Read more: SNP may be done, but independence is worth fighting for

How should the SNP respond to this coming calamity? Well, halfway intelligent supporters and Yes voters have been saying "knuckle down to the hard business of government" for years. The SNP evidently didn’t listen.

In fairness, government has been woeful not simply because the SNP is rotten at policy, but also because of the near-total division in Scottish political life. Opposition parties would hamstring the SNP if Humza Yousaf developed a plan for world peace. Clearly, the SNP carries its own share of blame for this division too. Unionists will even say, with some degree of fairness: "You started it."

What the SNP could do is double down on independence. Just as the Tories are doubling down on Culture War to appeal to their base, so nationalists could ramp up the indy rhetoric. Will it work? It certainly won’t convert anyone from No to Yes, but it could galvanise independence supporters jaded by recent failures and scandals. It might create enough noise to get that minority government in Holyrood.

If the SNP doesn’t hold Holyrood in 2026, then clearly independence is chloroformed for years. An SNP Holyrood defeat could shift independence from being a political matter to a civic and social matter, where it becomes akin to abortion, capital punishment, equal marriage, and the right to die: not something defined by party, but by conscience.

For, rest assured, independence isn’t going away. The Yes vote is in fine fettle. Basically half the nation is Yes and half No. The link between independence support and the SNP is breaking, though it hasn’t sundered yet.

This brings us to the need for Labour to change. If the SNP can’t change - or won’t change - then Labour should heed the error of nationalist ways. If Labour wants to govern Scotland, either from Westminster or Edinburgh, it must heal constitutional divisions. A savvy Labour Party would have softened its position on independence years ago, perhaps saying that support or opposition is a matter of individual conscience not party position.

Read more: SNP is pushing progressive voters into the arms of Labour

Labour must reach out to that half of Scotland who favour independence.
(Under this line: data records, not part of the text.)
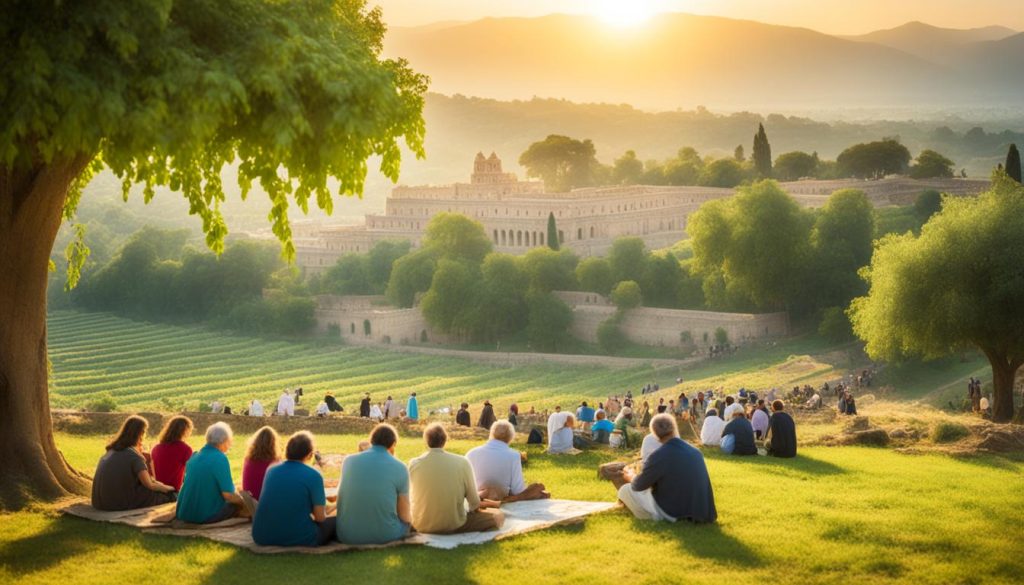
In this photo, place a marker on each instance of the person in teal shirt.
(413, 408)
(208, 493)
(373, 497)
(292, 507)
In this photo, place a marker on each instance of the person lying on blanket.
(208, 494)
(292, 510)
(498, 468)
(443, 488)
(123, 479)
(373, 496)
(674, 484)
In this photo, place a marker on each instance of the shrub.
(948, 431)
(101, 403)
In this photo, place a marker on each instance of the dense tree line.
(157, 276)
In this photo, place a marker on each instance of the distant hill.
(933, 43)
(682, 60)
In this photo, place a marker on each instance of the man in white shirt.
(498, 468)
(286, 405)
(731, 406)
(711, 432)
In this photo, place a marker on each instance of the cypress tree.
(1014, 163)
(552, 233)
(762, 153)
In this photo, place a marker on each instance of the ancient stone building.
(514, 213)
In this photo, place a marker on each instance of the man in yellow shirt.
(443, 489)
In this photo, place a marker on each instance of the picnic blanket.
(520, 517)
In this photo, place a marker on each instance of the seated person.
(759, 421)
(261, 453)
(123, 481)
(171, 452)
(737, 436)
(711, 432)
(462, 417)
(292, 509)
(623, 423)
(674, 484)
(781, 436)
(498, 468)
(208, 494)
(649, 445)
(443, 488)
(373, 496)
(602, 428)
(560, 437)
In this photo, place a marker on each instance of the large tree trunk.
(1004, 374)
(31, 204)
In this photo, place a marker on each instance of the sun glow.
(624, 13)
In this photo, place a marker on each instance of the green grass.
(832, 515)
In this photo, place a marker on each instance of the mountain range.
(679, 60)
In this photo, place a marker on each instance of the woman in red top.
(262, 453)
(171, 454)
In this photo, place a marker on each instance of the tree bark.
(31, 204)
(1004, 374)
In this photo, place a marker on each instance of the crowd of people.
(380, 499)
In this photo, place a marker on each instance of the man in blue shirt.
(373, 497)
(674, 484)
(208, 493)
(292, 506)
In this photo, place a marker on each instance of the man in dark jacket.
(742, 435)
(781, 436)
(674, 484)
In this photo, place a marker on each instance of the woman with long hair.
(123, 481)
(171, 452)
(262, 452)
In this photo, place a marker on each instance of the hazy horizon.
(827, 16)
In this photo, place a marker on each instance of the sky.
(833, 16)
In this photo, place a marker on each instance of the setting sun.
(623, 12)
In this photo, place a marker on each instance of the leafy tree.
(873, 160)
(452, 303)
(168, 93)
(957, 285)
(795, 165)
(627, 295)
(628, 169)
(841, 242)
(931, 164)
(505, 286)
(549, 322)
(411, 275)
(456, 237)
(553, 240)
(628, 258)
(562, 163)
(723, 172)
(753, 245)
(549, 270)
(594, 275)
(761, 155)
(662, 281)
(927, 204)
(1013, 165)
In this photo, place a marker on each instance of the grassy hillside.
(833, 515)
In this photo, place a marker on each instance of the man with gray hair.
(674, 484)
(498, 468)
(208, 494)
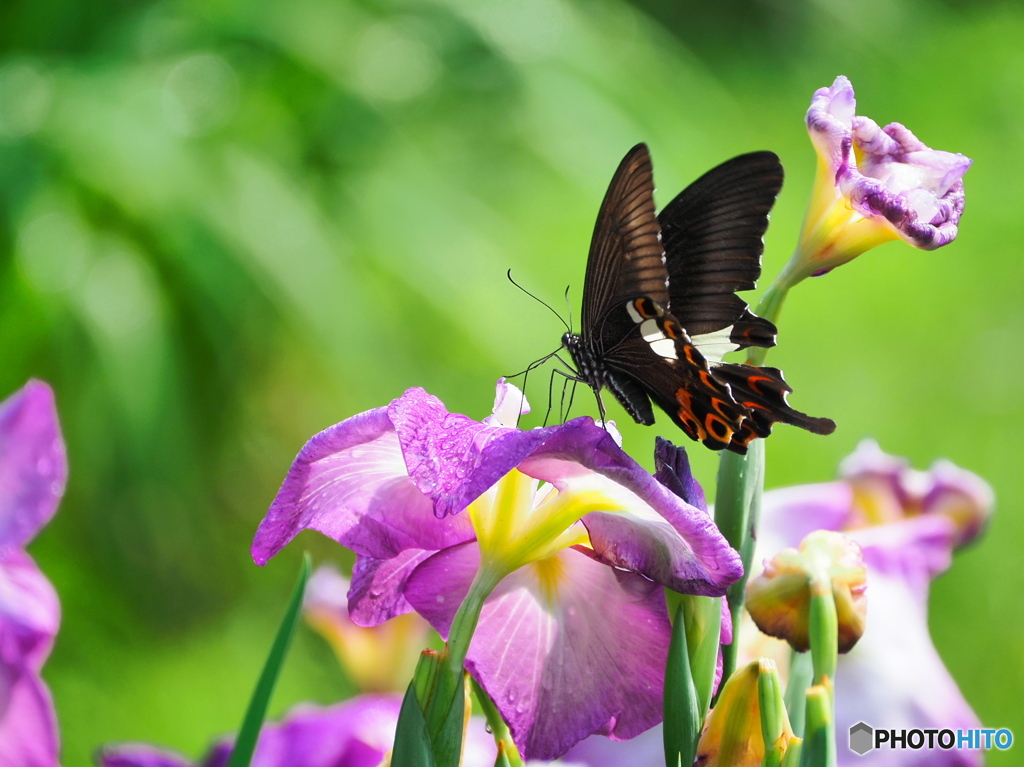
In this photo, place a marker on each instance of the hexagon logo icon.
(861, 738)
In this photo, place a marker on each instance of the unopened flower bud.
(779, 599)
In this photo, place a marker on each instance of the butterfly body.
(660, 306)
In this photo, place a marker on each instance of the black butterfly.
(659, 303)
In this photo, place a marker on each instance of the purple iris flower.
(566, 540)
(33, 471)
(907, 523)
(873, 184)
(355, 733)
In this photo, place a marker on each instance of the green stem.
(823, 632)
(497, 725)
(454, 656)
(769, 307)
(737, 510)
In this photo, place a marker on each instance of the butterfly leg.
(562, 411)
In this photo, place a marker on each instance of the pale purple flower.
(873, 184)
(33, 471)
(574, 638)
(907, 523)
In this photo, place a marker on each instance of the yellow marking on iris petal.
(550, 573)
(512, 531)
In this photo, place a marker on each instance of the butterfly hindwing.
(662, 361)
(659, 304)
(762, 392)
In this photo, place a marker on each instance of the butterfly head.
(587, 367)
Not all are dyed-in-the-wool nationalists. Many are ex-Labour voters disgusted as Westminster, and inclined to independence from a progressive not nationalist position, who gave the SNP a chance and are now open to their old party wielding power again.

If Labour wants to win well, this is the cohort to pursue. Mr Sarwar and Sir Keir must show they understand and respect Yes voters. A good way of doing that - and of ensuring that it’s not just the SNP’s lunch that’s eaten but its breakfast and dinner too - would be to say that if or when opinion polls ever put support for independence at 60% for a prolonged period of time, say six months, then Labour would call a referendum.

That position would closely mirror thinking from some of the SNP’S most clear-headed senior members. If Labour stole that position - a position, which one must honestly confess, is damn hard to make materialise, as 60% is a hell of challenge - then what would the SNP have left? Nothing but increasingly irrelevant grievance. Labour could consign the SNP to political oblivion.